The book War and Peace hit the headlines after a judge questioned an activist linked to the Koregaon Bhima case for keeping “objectionable material” such as a copy of that book at his home.
On August 28, Justice Sarang Kotwal was hearing the bail plea of Vernon Gonsalves, an activist accused of having Naxal links, at the Bombay High Court.
During the hearing, Justice Kotwal had asked Gonsalves, “War and Peace is about war in another country.
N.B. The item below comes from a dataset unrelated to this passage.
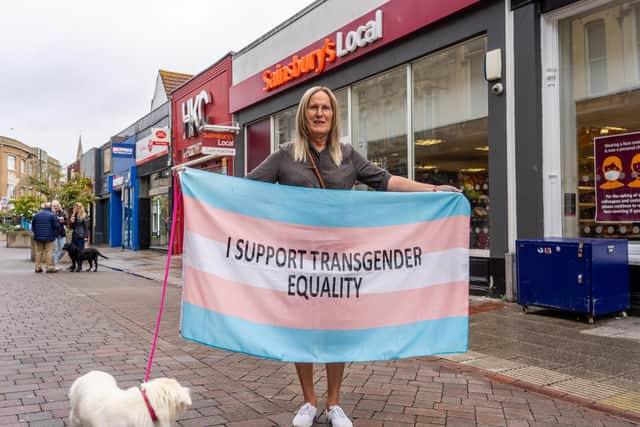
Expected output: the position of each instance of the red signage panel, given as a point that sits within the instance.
(377, 28)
Why were you keeping these books at your house?” The judge had also mentioned a CD titled Rajya Daman Virodhi and said that the title “clearly suggested” it has material against the state. “Why were you keeping this in your house,” he had reiterated his query to Gonsalves.
The judge’s remark was instantly linked to Leo Tolstoy’s classic tome War and Peace, stirring up a storm on social media.
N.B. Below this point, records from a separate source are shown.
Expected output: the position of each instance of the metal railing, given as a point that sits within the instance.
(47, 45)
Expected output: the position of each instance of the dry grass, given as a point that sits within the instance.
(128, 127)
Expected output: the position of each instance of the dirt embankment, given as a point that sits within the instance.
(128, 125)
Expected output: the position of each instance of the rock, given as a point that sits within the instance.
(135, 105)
Senior Congress leader Jairam Ramesh said it was “truly bizarre” that anyone should be questioned by a judge for keeping a copy of Leo Tolstoy’s War and Peace.
“Welcome to New India,” Ramesh said in a tweet, a day after the judge’s remark.
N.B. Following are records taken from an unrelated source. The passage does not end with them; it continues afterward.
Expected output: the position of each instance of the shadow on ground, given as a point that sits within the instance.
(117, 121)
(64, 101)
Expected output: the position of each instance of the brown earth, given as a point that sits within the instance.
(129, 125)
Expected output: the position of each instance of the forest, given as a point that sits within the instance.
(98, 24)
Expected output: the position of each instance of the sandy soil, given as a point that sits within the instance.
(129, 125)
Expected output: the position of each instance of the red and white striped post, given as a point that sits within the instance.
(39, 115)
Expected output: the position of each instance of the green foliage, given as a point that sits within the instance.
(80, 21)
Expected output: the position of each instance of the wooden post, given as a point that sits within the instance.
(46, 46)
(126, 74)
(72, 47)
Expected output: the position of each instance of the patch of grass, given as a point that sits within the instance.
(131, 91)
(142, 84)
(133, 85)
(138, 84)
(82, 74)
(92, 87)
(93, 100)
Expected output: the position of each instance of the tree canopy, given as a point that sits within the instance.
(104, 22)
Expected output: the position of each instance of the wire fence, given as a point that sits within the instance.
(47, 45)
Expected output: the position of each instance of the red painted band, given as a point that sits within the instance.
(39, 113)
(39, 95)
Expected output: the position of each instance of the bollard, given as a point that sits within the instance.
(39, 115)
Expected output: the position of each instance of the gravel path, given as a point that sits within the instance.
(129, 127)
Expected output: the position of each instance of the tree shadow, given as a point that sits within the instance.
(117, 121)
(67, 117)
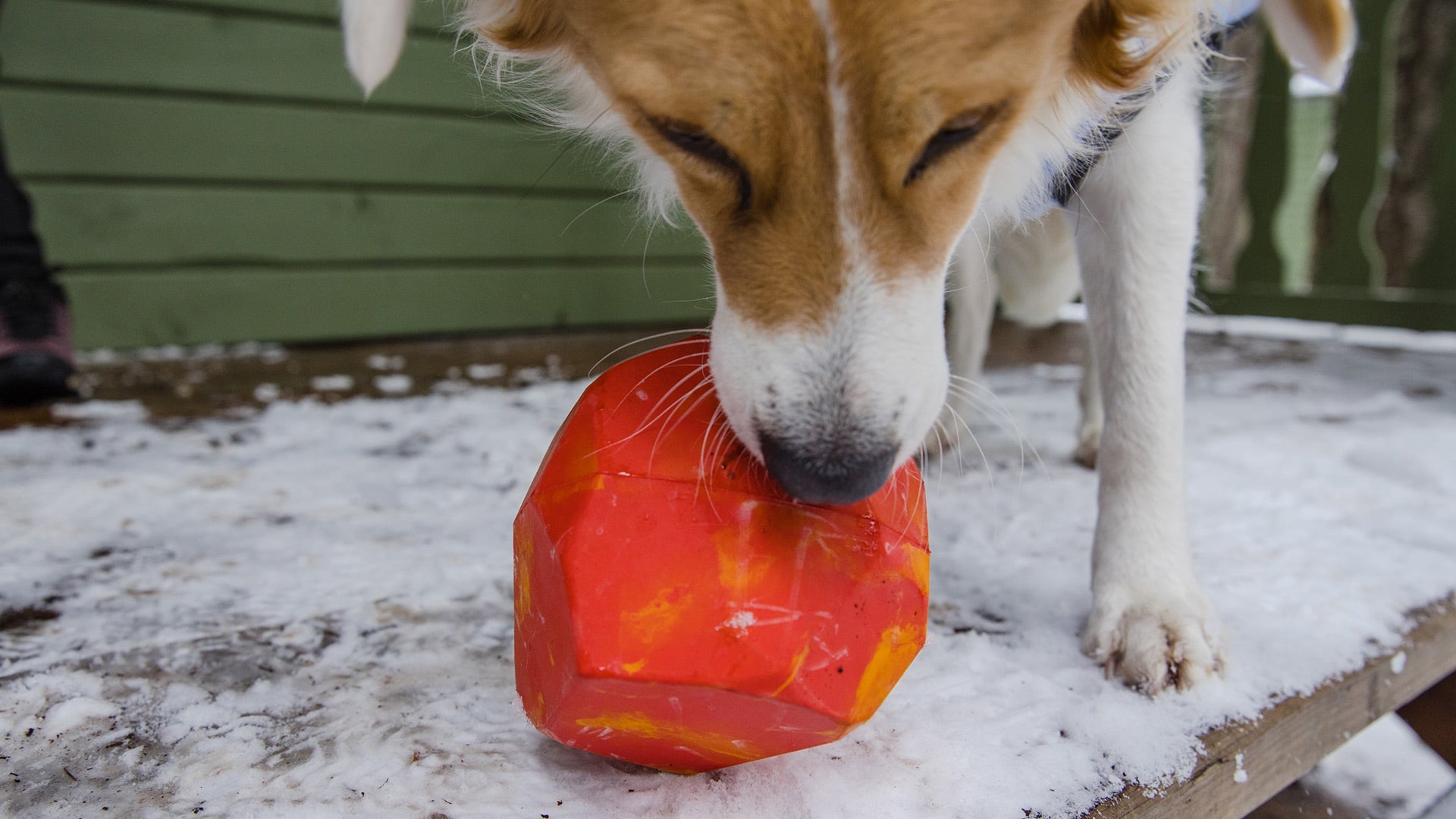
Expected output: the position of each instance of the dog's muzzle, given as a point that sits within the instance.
(835, 472)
However, in a sudden twist in the tale, on the evening of August 29, the Bombay High Court clarified that it was not referring to Tolstoy’s War and Peace but a book with a very similar title – War and Peace in Junglemahal: People, State and Maoists edited by journalist Biswajit Roy.
“I knew that Tolstoy’s War and Peace was a literary classic. I was reading the whole list from the panchnama attached to the charge sheet. Basically, the handwriting was so poor it was hardly legible. There were so many references to war…I know War and Peace. And there I was making a query (on why Gonsalves had copies of these books) but did not want to suggest that everything (seized) was incriminating,” said Justice Kotwal.
What Biswajit Roy’s War and Peace in Junglemahal is all about
Published in 2012, War and Peace in Junglemahal – People, State and Maoists is a collection of essays by well-known activists and academics. The essays have been edited by Kolkata-based senior journalist Biswajit Roy.
Junglemahal or Janglemahal is the tribal-dominated area comprising of three districts – Bankura, West Midnapore and Purulia – which was the hotbed of Left Wing Extremism between 2005 and 2009.
In an interview to The Times of India, an ailing Roy, somewhere in his mid-60’s, said that he was amused that his book had suddenly become the talking point. “The idea of the book was to foster conflict-resolution between Maoists and various state governments especially as the process seemed to be falling apart,” he added.
Meanwhile, Tolstoy’s classic novel chronicles the French invasion of Russia and the Napoleonic wars.
Is the book available to buy?
The book, which has grabbed attention across India, is available online in India and has seen a sudden surge in demand after the news.
One of the online platforms described the book as – “It examines the failed peace initiatives in the context of the governments’ elitist ‘developmental’ policies, doublespeak of the parliamentary parties and Maoists’ follies”.
However, it has not been re-printed since it went out of stock in 2014, said the publisher.